The Knowledge Economy Institute’s (KEi) Food Agility consortium received a boost this week in the form of Federal Government funding to the tune of $50 million over the next ten years.

The announcement was made by the Minister for Industry, Innovation and Science, Senator the Hon Arthur Sinodinos AO, as part of the Federal Government’s Cooperative Research Centres (CRC) Program.

The group has tasked itself with transforming the Australian food and agriculture industry to ensure reliable supply in the future through the use of IoT and other digital technologies.

The KEi – which is based at the University of Technology, Sydney – teamed up with Queensland’s University of Technology and Curtin University to form the successful bid consortium.

Dr Mike Briers AO, UTS Industry Professor and establishment CEO, said in a statement: “The Food Agility CRC, backed by government, will be an independent, trusted intermediary to accelerate research adoption and commercialisation – including agTech start-ups – to improve digital services to the sector.

“Food Agility will use contemporary agile and user-centric design principles, combined with deep engagement with the food sector, to optimise adoption of digital services.”

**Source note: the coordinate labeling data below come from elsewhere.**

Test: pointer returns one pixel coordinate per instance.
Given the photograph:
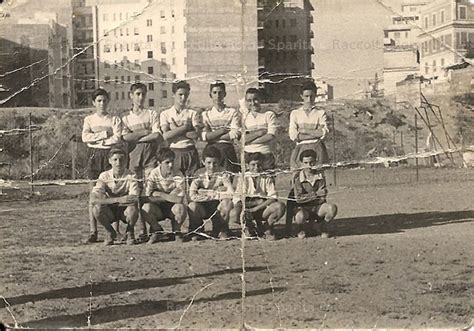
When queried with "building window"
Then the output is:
(462, 12)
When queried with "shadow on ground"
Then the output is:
(136, 310)
(105, 288)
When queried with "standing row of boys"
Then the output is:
(160, 148)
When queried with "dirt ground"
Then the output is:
(400, 257)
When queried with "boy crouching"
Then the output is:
(165, 192)
(310, 193)
(115, 197)
(261, 200)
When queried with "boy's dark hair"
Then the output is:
(253, 90)
(249, 157)
(165, 153)
(308, 153)
(100, 91)
(180, 84)
(310, 85)
(211, 151)
(116, 150)
(136, 86)
(217, 83)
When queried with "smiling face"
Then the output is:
(217, 95)
(118, 161)
(181, 98)
(100, 103)
(252, 102)
(211, 164)
(138, 98)
(255, 166)
(166, 167)
(308, 96)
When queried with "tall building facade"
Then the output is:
(84, 61)
(157, 42)
(401, 53)
(284, 46)
(37, 50)
(448, 29)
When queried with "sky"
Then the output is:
(349, 42)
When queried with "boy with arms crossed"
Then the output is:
(260, 128)
(211, 194)
(180, 125)
(261, 201)
(101, 132)
(221, 126)
(310, 193)
(115, 197)
(166, 196)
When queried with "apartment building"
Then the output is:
(157, 42)
(37, 49)
(284, 46)
(448, 29)
(401, 54)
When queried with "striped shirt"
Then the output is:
(171, 119)
(117, 187)
(254, 121)
(145, 119)
(214, 119)
(207, 187)
(309, 120)
(256, 186)
(170, 185)
(102, 131)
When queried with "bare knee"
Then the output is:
(300, 217)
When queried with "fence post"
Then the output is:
(31, 155)
(73, 157)
(334, 157)
(416, 147)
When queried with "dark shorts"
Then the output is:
(97, 163)
(142, 156)
(210, 207)
(268, 163)
(319, 148)
(312, 209)
(229, 160)
(186, 161)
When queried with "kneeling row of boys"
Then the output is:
(211, 195)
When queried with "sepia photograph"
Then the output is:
(237, 164)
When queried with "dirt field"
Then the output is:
(401, 257)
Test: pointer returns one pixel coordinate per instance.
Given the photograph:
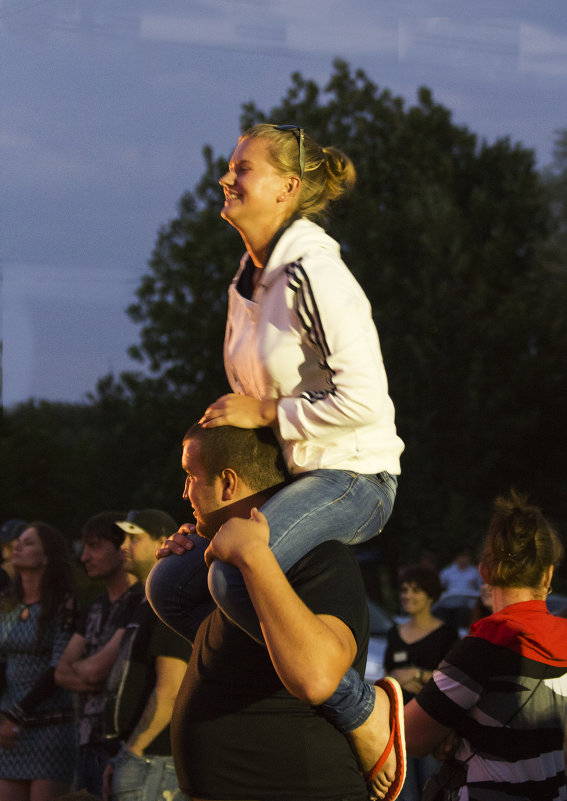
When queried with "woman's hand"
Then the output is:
(240, 411)
(238, 537)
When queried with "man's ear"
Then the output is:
(229, 483)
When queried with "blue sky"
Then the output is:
(105, 106)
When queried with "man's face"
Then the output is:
(101, 558)
(203, 492)
(139, 552)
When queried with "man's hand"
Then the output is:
(237, 538)
(178, 543)
(240, 411)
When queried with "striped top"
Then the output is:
(503, 689)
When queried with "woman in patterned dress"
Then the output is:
(37, 730)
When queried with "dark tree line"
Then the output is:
(459, 244)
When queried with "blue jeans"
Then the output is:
(145, 778)
(317, 507)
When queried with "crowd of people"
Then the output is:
(232, 669)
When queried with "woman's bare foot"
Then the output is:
(371, 739)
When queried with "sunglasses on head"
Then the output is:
(299, 135)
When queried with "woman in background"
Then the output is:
(37, 730)
(503, 689)
(415, 648)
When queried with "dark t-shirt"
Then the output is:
(236, 731)
(425, 653)
(133, 677)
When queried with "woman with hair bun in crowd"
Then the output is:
(302, 356)
(37, 729)
(502, 690)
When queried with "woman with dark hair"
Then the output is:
(503, 689)
(415, 648)
(37, 730)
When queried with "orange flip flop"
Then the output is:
(396, 740)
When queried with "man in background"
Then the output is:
(143, 684)
(93, 648)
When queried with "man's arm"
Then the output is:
(86, 674)
(159, 706)
(95, 669)
(309, 652)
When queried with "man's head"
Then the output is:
(144, 531)
(102, 539)
(226, 468)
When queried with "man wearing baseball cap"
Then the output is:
(143, 683)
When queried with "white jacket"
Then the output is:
(307, 337)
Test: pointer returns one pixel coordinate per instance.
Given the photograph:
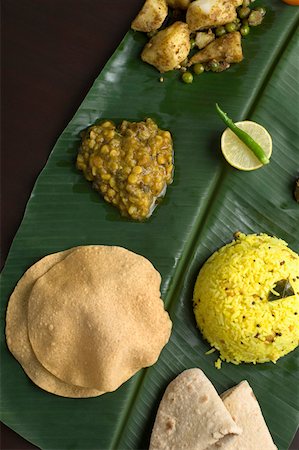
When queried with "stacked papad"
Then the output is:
(83, 321)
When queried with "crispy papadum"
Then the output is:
(96, 317)
(17, 333)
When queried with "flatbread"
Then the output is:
(17, 334)
(96, 317)
(240, 401)
(191, 415)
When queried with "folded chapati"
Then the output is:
(191, 415)
(240, 401)
(17, 333)
(96, 317)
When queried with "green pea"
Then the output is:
(230, 27)
(220, 31)
(214, 65)
(187, 77)
(244, 30)
(261, 10)
(243, 12)
(198, 68)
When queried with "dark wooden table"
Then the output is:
(52, 50)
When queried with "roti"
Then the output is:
(246, 412)
(17, 333)
(96, 317)
(191, 415)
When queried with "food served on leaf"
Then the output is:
(206, 32)
(151, 16)
(246, 300)
(226, 49)
(204, 14)
(82, 322)
(191, 415)
(243, 406)
(130, 166)
(17, 333)
(245, 145)
(168, 48)
(178, 4)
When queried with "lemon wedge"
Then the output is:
(237, 154)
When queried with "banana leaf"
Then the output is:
(207, 202)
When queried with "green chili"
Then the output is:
(244, 137)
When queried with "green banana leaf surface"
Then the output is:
(206, 203)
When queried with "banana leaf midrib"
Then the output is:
(190, 248)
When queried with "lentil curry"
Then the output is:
(130, 166)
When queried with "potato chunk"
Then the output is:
(227, 48)
(203, 14)
(202, 38)
(151, 16)
(180, 4)
(168, 48)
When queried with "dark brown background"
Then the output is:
(52, 50)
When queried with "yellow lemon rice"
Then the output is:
(233, 305)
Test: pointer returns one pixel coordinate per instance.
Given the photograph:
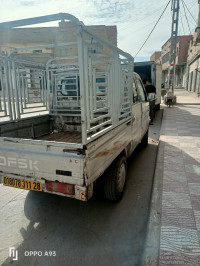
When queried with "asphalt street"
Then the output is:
(48, 229)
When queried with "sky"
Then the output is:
(134, 18)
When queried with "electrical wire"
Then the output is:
(152, 29)
(189, 11)
(140, 19)
(186, 18)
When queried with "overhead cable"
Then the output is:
(152, 29)
(189, 11)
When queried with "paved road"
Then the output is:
(93, 233)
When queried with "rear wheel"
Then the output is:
(115, 178)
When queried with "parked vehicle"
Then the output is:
(90, 114)
(152, 71)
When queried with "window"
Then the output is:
(140, 91)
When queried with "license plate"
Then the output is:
(21, 183)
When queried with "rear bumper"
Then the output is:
(82, 193)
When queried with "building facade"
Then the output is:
(193, 61)
(182, 47)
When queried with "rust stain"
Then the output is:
(116, 146)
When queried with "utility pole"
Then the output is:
(172, 57)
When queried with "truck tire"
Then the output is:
(115, 178)
(144, 141)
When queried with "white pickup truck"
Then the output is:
(68, 120)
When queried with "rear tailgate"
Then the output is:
(42, 160)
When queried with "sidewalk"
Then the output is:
(174, 224)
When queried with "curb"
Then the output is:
(152, 244)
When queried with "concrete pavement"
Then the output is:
(174, 222)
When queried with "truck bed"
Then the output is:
(71, 137)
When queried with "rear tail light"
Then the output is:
(60, 187)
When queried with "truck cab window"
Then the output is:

The consortium is currently looking at a number of different avenues to make an impact, which include:

  • Using IoT to improve the shelf life of bagged lettuce, which is dramatically affected by its water content when harvested
  • Working with Food Innovation Australia Ltd to develop a market insights and information portal which will use real-time information from a number of sources to produce qualitative and quantitative insights to support market entry both locally and abroad
  • Providing viticulturists with better and more timely information to enable benchmarking and to identify improvement opportunities in farming practices

The Food Agility consortium has already raised over $160m in cash and in-kind commitments for the proposal, garnering 54 partners along the way, covering the spectrum of the food value chain.

These partners include 15 technology providers, 11 food production companies, seven service providers, seven research providers, six regional development agencies, five government agencies, and three industry networks.

One of these partners is KPMG Australia, who has been named as a Lead Partner in the consortium, and coincides with the consultancy firm’s efforts in building capability around IoT and AgTech.

Piers Hogarth-Scott, KPMG Australia’s national IoT practice leader said in a statement: “Our investment in the Food Agility CRC supports our strategy of helping clients unlock the substantial economic, environmental and social challenges facing the industry in Australia.”

KPMG Australia’s head of management consulting Ian Hancock added: Today’s Federal Government funding announcement is a strong signal that food is a major manufacturing sector of the future, and that there is commitment to global advancement through a digital technology path.”